22. Mai 2012

SPORT

Jahr für Jahr nehmen am Ford Danner-Fußballcup 1.000 KInder Teil - Betreuer, Eltern und Sponsoren sind begeistert

„Juniorkicker" ist Sport, Spaß und Schule für das Leben

Eckstoß - Freistoß - Dribbling! Rund 1.000 Buben und Mädchen üben sich Jahr für Jahr bei den regionalen Vorausscheidungen des Ford-Danner-Juniorkickers in diesen fußballerischen Grunddisziplinen.
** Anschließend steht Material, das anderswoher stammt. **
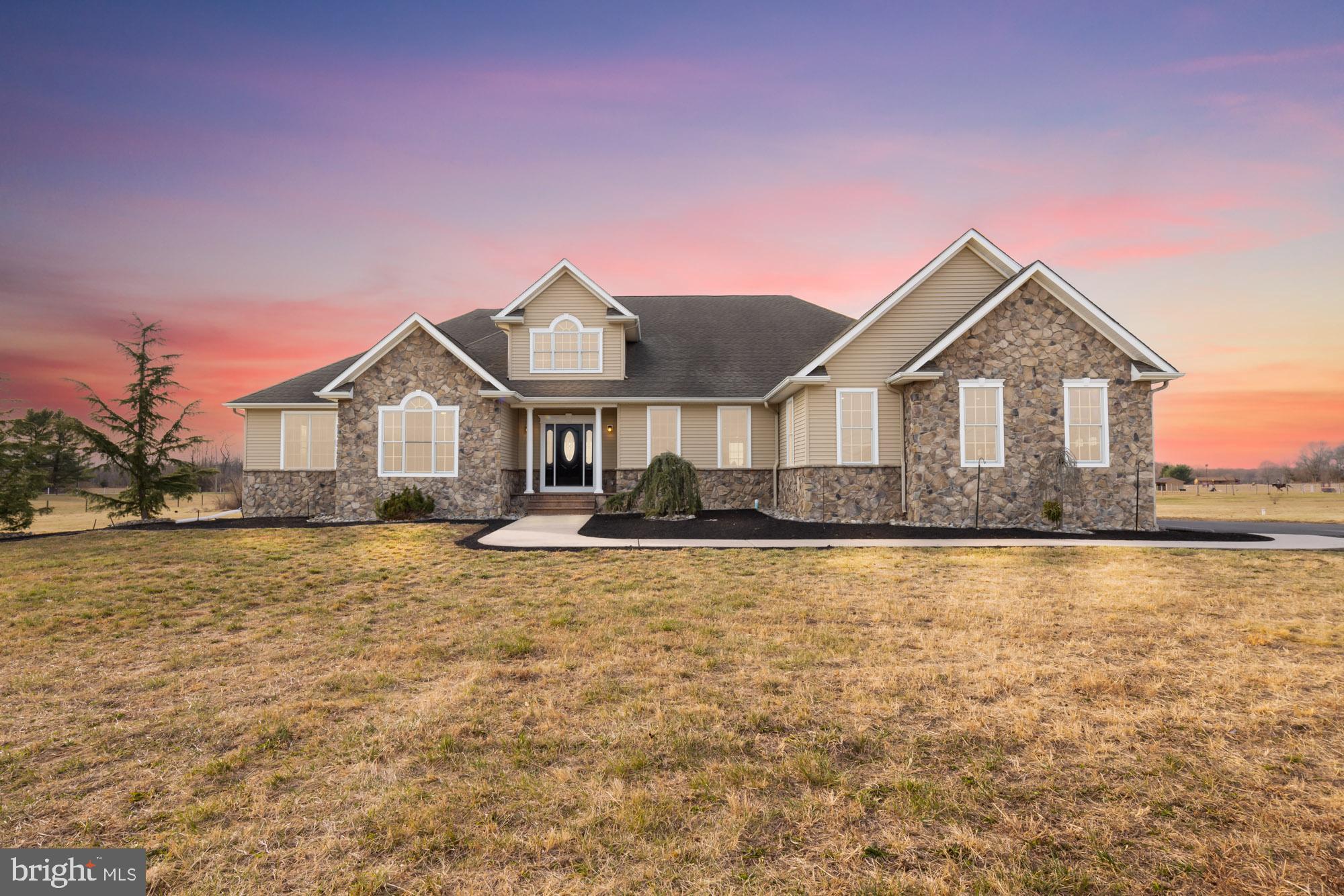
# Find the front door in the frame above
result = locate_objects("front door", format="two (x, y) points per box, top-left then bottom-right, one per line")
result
(543, 423), (593, 489)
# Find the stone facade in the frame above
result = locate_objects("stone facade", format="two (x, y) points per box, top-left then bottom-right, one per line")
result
(780, 466), (900, 523)
(243, 470), (336, 516)
(332, 329), (512, 520)
(905, 281), (1156, 529)
(613, 469), (774, 510)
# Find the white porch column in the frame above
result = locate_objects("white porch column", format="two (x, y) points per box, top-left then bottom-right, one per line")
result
(523, 407), (536, 494)
(593, 404), (602, 494)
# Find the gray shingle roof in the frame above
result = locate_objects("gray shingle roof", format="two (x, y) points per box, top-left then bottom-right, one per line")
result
(234, 296), (853, 403)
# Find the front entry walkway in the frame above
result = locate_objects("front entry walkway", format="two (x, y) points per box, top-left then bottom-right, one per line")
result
(480, 514), (1344, 551)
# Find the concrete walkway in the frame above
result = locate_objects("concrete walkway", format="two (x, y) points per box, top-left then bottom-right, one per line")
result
(480, 513), (1344, 551)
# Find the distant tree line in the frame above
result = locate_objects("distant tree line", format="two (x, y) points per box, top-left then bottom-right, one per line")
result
(1159, 442), (1344, 484)
(0, 316), (231, 531)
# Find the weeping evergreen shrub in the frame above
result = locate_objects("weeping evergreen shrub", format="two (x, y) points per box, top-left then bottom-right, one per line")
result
(602, 451), (703, 516)
(374, 485), (434, 520)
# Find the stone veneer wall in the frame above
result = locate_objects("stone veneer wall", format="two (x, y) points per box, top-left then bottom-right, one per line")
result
(243, 470), (336, 516)
(332, 329), (513, 519)
(905, 281), (1157, 529)
(613, 469), (774, 510)
(780, 466), (900, 523)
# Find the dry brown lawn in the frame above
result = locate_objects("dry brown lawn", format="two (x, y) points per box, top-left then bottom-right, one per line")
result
(0, 525), (1344, 893)
(1157, 485), (1344, 523)
(28, 489), (237, 533)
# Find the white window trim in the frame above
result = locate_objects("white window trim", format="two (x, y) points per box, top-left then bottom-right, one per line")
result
(836, 388), (880, 466)
(527, 314), (603, 373)
(378, 390), (462, 480)
(280, 411), (340, 470)
(957, 379), (1004, 469)
(644, 404), (681, 466)
(1063, 379), (1110, 467)
(715, 404), (751, 470)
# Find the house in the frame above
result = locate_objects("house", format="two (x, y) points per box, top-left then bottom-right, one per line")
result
(227, 230), (1181, 528)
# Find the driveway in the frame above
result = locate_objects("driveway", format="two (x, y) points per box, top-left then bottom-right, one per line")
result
(1157, 520), (1344, 539)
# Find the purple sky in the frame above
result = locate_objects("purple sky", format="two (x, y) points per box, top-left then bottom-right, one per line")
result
(0, 3), (1344, 465)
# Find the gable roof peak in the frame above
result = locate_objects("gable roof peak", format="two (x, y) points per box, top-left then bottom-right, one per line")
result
(796, 227), (1021, 376)
(493, 258), (634, 320)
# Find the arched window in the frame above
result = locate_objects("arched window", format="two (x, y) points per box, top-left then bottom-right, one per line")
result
(378, 392), (457, 476)
(531, 314), (602, 373)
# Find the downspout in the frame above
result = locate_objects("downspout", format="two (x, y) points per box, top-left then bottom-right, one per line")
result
(1150, 380), (1172, 529)
(900, 386), (910, 521)
(761, 399), (780, 510)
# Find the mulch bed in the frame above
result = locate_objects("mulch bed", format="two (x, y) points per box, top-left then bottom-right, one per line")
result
(579, 510), (1273, 541)
(0, 516), (512, 544)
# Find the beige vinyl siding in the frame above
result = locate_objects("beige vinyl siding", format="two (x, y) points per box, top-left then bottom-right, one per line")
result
(805, 249), (1004, 466)
(508, 274), (625, 380)
(618, 402), (775, 470)
(793, 390), (808, 466)
(751, 404), (780, 469)
(243, 411), (281, 470)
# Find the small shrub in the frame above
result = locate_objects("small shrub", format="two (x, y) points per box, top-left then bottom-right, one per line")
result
(602, 451), (704, 516)
(374, 485), (434, 520)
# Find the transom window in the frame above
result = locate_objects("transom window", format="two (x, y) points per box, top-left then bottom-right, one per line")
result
(836, 388), (878, 466)
(1064, 380), (1110, 466)
(644, 407), (681, 463)
(958, 379), (1004, 466)
(531, 314), (602, 373)
(280, 411), (336, 470)
(719, 406), (751, 469)
(378, 392), (458, 476)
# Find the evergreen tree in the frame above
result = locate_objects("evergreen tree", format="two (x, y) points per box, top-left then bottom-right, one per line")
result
(0, 382), (51, 532)
(13, 408), (89, 489)
(75, 316), (214, 520)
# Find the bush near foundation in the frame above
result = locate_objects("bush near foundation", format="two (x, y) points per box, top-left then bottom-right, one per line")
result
(374, 485), (434, 521)
(602, 451), (704, 517)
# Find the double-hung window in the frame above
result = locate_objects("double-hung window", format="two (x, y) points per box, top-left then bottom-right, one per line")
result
(1064, 380), (1110, 466)
(530, 314), (602, 373)
(719, 406), (751, 469)
(957, 379), (1004, 466)
(280, 411), (336, 470)
(644, 407), (681, 463)
(836, 388), (878, 466)
(378, 392), (458, 476)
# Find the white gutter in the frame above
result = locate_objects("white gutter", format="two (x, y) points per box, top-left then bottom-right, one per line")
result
(765, 375), (831, 403)
(886, 371), (942, 387)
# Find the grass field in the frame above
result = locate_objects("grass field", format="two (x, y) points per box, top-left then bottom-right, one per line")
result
(0, 525), (1344, 893)
(1157, 486), (1344, 523)
(28, 489), (238, 532)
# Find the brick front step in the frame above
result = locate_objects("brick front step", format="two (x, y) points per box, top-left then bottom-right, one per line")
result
(523, 492), (606, 514)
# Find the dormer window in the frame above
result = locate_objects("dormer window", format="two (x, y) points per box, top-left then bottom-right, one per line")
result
(531, 314), (602, 373)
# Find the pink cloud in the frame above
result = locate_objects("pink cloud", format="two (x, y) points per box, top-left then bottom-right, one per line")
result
(1169, 43), (1344, 73)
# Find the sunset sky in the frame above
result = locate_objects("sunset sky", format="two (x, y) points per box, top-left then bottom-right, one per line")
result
(0, 0), (1344, 466)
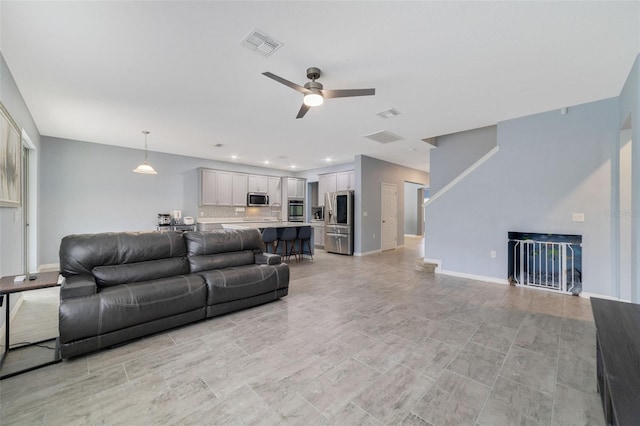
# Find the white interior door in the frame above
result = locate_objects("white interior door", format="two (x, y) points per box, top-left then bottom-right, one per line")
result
(380, 183), (398, 251)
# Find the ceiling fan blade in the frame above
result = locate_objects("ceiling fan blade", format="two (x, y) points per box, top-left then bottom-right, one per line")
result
(262, 71), (309, 93)
(322, 89), (376, 99)
(296, 104), (311, 118)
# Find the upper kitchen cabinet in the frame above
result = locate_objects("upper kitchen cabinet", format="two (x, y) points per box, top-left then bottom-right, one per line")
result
(336, 170), (356, 191)
(231, 173), (249, 206)
(200, 169), (218, 206)
(318, 173), (337, 206)
(248, 175), (269, 192)
(287, 177), (307, 199)
(267, 176), (282, 205)
(216, 171), (233, 206)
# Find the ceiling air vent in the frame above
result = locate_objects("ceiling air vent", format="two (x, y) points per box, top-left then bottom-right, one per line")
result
(376, 108), (400, 118)
(240, 28), (282, 56)
(421, 138), (438, 147)
(364, 130), (402, 143)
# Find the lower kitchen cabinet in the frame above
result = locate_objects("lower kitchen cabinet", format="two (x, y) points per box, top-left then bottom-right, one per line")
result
(313, 226), (324, 247)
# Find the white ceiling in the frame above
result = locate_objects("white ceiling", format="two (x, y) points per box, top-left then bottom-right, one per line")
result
(0, 0), (640, 171)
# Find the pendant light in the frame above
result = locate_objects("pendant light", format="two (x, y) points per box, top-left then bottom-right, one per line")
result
(133, 130), (158, 175)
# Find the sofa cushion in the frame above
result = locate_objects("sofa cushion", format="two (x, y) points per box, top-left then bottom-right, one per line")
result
(189, 250), (255, 273)
(92, 257), (189, 287)
(199, 263), (289, 305)
(59, 275), (207, 343)
(60, 231), (186, 277)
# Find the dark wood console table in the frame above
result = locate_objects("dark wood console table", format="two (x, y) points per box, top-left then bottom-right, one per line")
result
(591, 297), (640, 425)
(0, 272), (60, 380)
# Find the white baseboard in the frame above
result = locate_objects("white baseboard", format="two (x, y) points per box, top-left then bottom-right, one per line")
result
(580, 291), (631, 303)
(436, 269), (509, 285)
(38, 263), (60, 272)
(422, 257), (442, 274)
(353, 249), (382, 256)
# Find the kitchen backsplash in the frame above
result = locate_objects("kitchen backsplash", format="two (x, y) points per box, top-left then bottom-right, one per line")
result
(198, 206), (279, 217)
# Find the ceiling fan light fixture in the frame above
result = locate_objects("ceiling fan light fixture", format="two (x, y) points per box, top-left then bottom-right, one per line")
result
(133, 130), (158, 175)
(303, 91), (324, 106)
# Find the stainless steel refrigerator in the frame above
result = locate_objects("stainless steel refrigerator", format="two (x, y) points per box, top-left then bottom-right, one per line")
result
(324, 191), (354, 255)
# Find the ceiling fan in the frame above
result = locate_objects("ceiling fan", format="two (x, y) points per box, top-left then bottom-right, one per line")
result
(262, 67), (376, 118)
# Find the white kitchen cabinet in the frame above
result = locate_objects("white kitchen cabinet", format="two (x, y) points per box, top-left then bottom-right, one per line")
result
(217, 171), (233, 206)
(287, 177), (307, 199)
(231, 173), (248, 206)
(248, 175), (269, 192)
(313, 226), (324, 247)
(336, 170), (356, 191)
(318, 173), (337, 206)
(267, 176), (282, 205)
(200, 169), (218, 206)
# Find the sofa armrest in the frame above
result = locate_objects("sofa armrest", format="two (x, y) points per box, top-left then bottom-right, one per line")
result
(60, 275), (98, 299)
(255, 253), (282, 265)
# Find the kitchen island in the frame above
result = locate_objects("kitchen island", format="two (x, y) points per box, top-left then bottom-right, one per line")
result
(198, 217), (317, 256)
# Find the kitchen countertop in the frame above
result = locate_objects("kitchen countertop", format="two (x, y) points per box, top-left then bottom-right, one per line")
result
(196, 217), (281, 224)
(222, 221), (315, 229)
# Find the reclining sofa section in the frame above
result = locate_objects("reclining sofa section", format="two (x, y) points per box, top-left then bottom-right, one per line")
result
(59, 229), (289, 358)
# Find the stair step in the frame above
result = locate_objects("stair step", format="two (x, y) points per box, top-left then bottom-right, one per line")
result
(416, 259), (438, 274)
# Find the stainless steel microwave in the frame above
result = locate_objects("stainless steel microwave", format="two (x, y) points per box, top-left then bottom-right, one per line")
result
(247, 192), (269, 207)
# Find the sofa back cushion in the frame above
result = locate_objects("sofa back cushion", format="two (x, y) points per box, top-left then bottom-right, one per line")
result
(93, 257), (189, 287)
(184, 229), (263, 273)
(60, 231), (188, 277)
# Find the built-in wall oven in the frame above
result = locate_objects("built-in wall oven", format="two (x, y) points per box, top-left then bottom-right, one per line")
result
(287, 198), (304, 222)
(324, 191), (354, 255)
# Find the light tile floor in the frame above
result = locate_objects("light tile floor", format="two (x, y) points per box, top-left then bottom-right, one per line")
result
(0, 237), (604, 426)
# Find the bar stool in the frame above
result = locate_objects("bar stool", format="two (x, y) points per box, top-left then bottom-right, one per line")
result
(262, 228), (278, 253)
(298, 226), (313, 261)
(276, 228), (298, 262)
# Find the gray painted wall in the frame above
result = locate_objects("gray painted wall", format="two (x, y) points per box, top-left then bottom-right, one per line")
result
(0, 53), (40, 332)
(429, 126), (497, 194)
(354, 155), (429, 254)
(425, 98), (619, 295)
(40, 137), (287, 263)
(612, 55), (640, 303)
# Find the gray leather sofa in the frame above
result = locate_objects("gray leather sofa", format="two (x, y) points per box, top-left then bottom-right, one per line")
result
(59, 229), (289, 358)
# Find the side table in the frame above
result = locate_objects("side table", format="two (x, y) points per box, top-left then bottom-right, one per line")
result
(0, 272), (60, 380)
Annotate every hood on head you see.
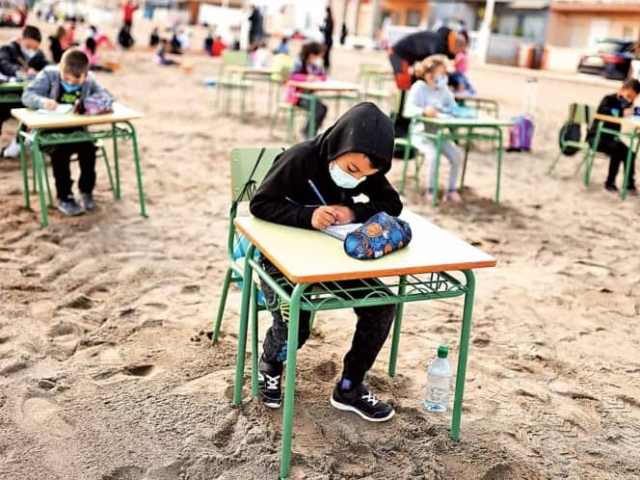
[315,102,393,174]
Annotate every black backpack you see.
[558,107,589,157]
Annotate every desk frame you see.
[19,120,147,228]
[402,116,512,207]
[584,113,640,200]
[233,244,475,479]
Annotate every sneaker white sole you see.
[330,395,396,423]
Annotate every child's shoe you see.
[258,357,282,408]
[58,197,84,217]
[80,193,96,210]
[331,382,396,422]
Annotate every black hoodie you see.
[391,27,455,65]
[250,102,402,229]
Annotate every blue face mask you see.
[60,80,82,93]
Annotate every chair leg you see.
[547,152,562,175]
[42,159,53,207]
[211,268,233,343]
[99,147,117,200]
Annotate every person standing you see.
[320,7,333,73]
[249,5,264,45]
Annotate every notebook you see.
[322,223,362,241]
[37,103,73,115]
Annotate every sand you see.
[0,18,640,480]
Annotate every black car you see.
[578,39,636,80]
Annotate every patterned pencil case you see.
[344,212,412,260]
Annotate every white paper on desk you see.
[322,223,362,241]
[37,103,73,115]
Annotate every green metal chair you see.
[211,148,284,343]
[25,136,120,207]
[216,50,253,119]
[547,103,596,175]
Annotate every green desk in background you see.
[403,116,513,207]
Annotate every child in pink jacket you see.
[287,42,327,140]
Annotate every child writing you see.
[587,79,640,195]
[250,103,402,422]
[287,42,327,140]
[403,59,461,202]
[22,48,111,216]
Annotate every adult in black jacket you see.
[250,102,402,422]
[389,27,466,137]
[587,78,640,195]
[0,25,47,157]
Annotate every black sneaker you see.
[58,197,84,217]
[331,383,396,422]
[258,358,282,408]
[80,193,96,210]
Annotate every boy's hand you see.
[43,98,58,110]
[332,205,356,225]
[311,205,338,230]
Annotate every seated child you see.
[250,102,402,422]
[156,38,180,65]
[587,79,640,195]
[22,48,111,216]
[287,42,327,140]
[403,59,462,202]
[0,25,47,157]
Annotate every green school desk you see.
[233,211,496,478]
[0,82,27,104]
[403,116,513,207]
[584,113,640,200]
[287,80,360,138]
[11,103,147,227]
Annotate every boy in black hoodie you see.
[250,102,402,422]
[587,79,640,195]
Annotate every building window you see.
[407,10,422,27]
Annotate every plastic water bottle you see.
[424,345,453,413]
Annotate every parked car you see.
[578,39,637,80]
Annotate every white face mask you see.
[20,47,36,60]
[329,162,367,190]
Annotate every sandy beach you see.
[0,19,640,480]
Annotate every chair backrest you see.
[567,103,597,127]
[231,148,284,203]
[227,147,284,261]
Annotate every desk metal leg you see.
[126,122,149,218]
[280,284,307,479]
[111,123,121,200]
[389,275,407,377]
[431,129,442,207]
[496,127,502,203]
[233,244,256,405]
[620,129,638,200]
[460,127,472,192]
[18,125,31,208]
[33,131,49,228]
[451,270,476,442]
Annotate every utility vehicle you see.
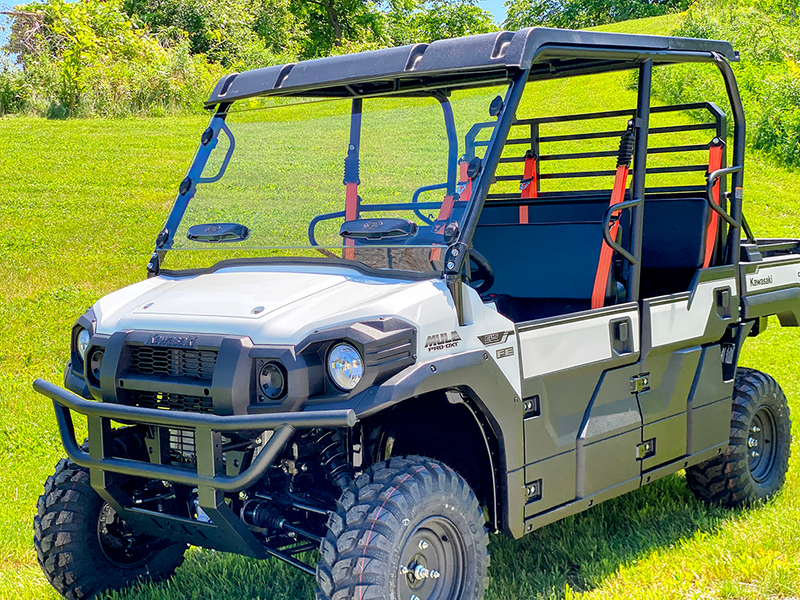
[34,28,800,600]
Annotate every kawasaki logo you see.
[750,275,772,287]
[425,331,461,352]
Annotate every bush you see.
[0,0,223,117]
[653,0,800,166]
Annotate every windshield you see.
[164,86,506,272]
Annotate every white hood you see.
[94,265,456,344]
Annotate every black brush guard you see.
[33,379,357,572]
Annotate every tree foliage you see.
[0,0,497,116]
[505,0,691,29]
[653,0,800,166]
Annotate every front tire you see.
[317,456,489,600]
[33,459,186,600]
[686,367,792,508]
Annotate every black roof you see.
[206,27,739,106]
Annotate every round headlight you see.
[78,329,91,360]
[328,344,364,392]
[258,363,286,400]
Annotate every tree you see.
[504,0,691,29]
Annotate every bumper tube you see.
[33,379,357,492]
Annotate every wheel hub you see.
[747,406,777,483]
[397,517,466,600]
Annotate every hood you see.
[95,265,449,344]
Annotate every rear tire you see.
[33,459,186,600]
[686,367,792,508]
[317,456,489,600]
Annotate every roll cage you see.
[148,28,752,324]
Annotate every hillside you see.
[0,10,800,600]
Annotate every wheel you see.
[686,367,792,508]
[317,456,489,600]
[33,459,186,600]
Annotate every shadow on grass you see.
[101,475,733,600]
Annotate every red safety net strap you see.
[592,165,629,308]
[519,150,539,223]
[703,139,725,269]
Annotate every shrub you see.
[0,0,222,117]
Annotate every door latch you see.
[636,438,656,460]
[631,373,650,394]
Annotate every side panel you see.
[518,304,641,516]
[638,266,739,471]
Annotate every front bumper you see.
[33,379,357,570]
[33,379,357,492]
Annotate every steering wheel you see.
[469,248,494,296]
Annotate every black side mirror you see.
[186,223,250,243]
[339,219,417,240]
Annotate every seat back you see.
[639,197,711,298]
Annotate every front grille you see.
[169,429,197,465]
[129,346,217,380]
[133,390,214,413]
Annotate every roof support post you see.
[628,58,653,302]
[713,52,746,265]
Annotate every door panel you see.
[638,266,739,470]
[518,303,641,516]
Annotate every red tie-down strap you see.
[431,158,472,262]
[592,126,634,308]
[703,138,725,269]
[519,150,539,223]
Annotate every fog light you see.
[78,329,91,360]
[258,363,286,400]
[328,344,364,392]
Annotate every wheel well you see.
[362,390,502,529]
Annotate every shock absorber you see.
[317,429,355,490]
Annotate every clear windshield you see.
[164,86,506,272]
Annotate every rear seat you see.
[639,198,711,298]
[472,199,624,322]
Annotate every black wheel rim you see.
[747,406,778,483]
[97,503,158,569]
[397,516,467,600]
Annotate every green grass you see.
[0,17,800,600]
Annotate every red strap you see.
[703,140,725,269]
[431,160,472,261]
[592,165,629,308]
[344,183,358,260]
[519,150,539,223]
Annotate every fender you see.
[353,350,525,538]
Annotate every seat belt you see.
[342,98,362,260]
[519,149,539,224]
[592,125,634,308]
[703,138,725,269]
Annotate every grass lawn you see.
[0,17,800,600]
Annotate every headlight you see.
[328,344,364,392]
[258,363,286,400]
[78,329,91,361]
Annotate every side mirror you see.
[339,219,417,240]
[186,223,250,243]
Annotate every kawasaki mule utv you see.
[34,29,800,600]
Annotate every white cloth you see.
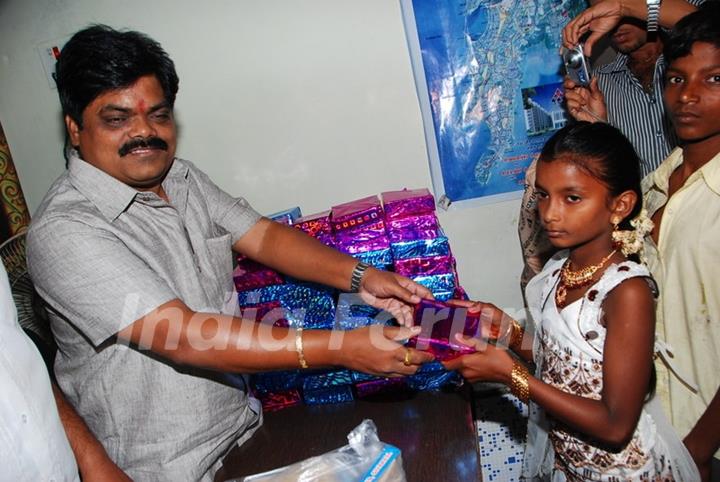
[643,149,720,457]
[0,263,80,482]
[523,251,699,482]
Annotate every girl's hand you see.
[336,325,434,377]
[447,300,512,345]
[442,335,513,385]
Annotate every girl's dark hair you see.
[663,1,720,65]
[539,121,642,233]
[55,25,178,128]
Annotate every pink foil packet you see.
[330,196,385,235]
[293,210,332,238]
[394,255,455,278]
[380,188,435,220]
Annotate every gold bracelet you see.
[510,361,530,403]
[295,326,308,369]
[508,320,525,348]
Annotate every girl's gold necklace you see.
[555,249,617,308]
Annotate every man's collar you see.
[68,151,190,222]
[643,147,720,196]
[68,151,138,222]
[700,152,720,196]
[598,52,628,74]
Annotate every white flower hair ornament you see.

Das Finale fand heuer im Sommer in Gallspach statt, und die Bad Schallerbacher schnappten sich den Wanderpokal für die Vereinswertung.

Sieger sind seit neun Jahren - der Juniorkicker-Bewerb wurde 1992 in Gaspoltshofen von Manfred Danner ins Leben gerufen und ist seit 2000 im ganzen Bezirk Grieskirchen ein Hit - aber alle: Für die Juniorkicker gibt’s beste Speisen und Getränke, Dressen, Urkunden und Pokale. Die jungen Fußballfäns schließen Freundschaften, haben Spaß, kommen ins Fernsehen und in die Zeitung. Die Eltern und Betreuer unterhalten sich ebenfalls bestens. Als Belohnung werden wie immer auch heuer die Bezirkssieger mit ihren Betreuern im Herbst zu einem Top-Fußballspiel eingeladen.


Josef Frischmuth (50), Geschäftsführer Autohaus Ford Danner: „Das wichtigste ist, dass man die jungen Leute von klein auf zum Sport bringt. Man merkt erst später, dass Sport viel mit Glück und Zufriedenheit zu tun hat. Das ist echte Jugendarbeit. Danke auch den Veranstaltervereinen dafür. Im Prinzip ist ja Alt und Jung immer eine große Familie, und die wollen wir zusammenbringen”.


Manfred Berghammer (39), Service-Chef im Autohaus Ford Danner, hat 2007 von Manfred Danner die Organisation des Juniorkicker-Cups übernommen: „Meine beiden Söhne sind ebenfalls Kicker und ich sehe, wie wichtig Sport für die Persönlichkeitsentwicklung der Kinder ist. Sport fördert Gemeinschaftsgefühl und Motivation und bei uns kommt ja dazu, dass man keinem Verein angehören muss. Jeder ist dabei, wenn er will!”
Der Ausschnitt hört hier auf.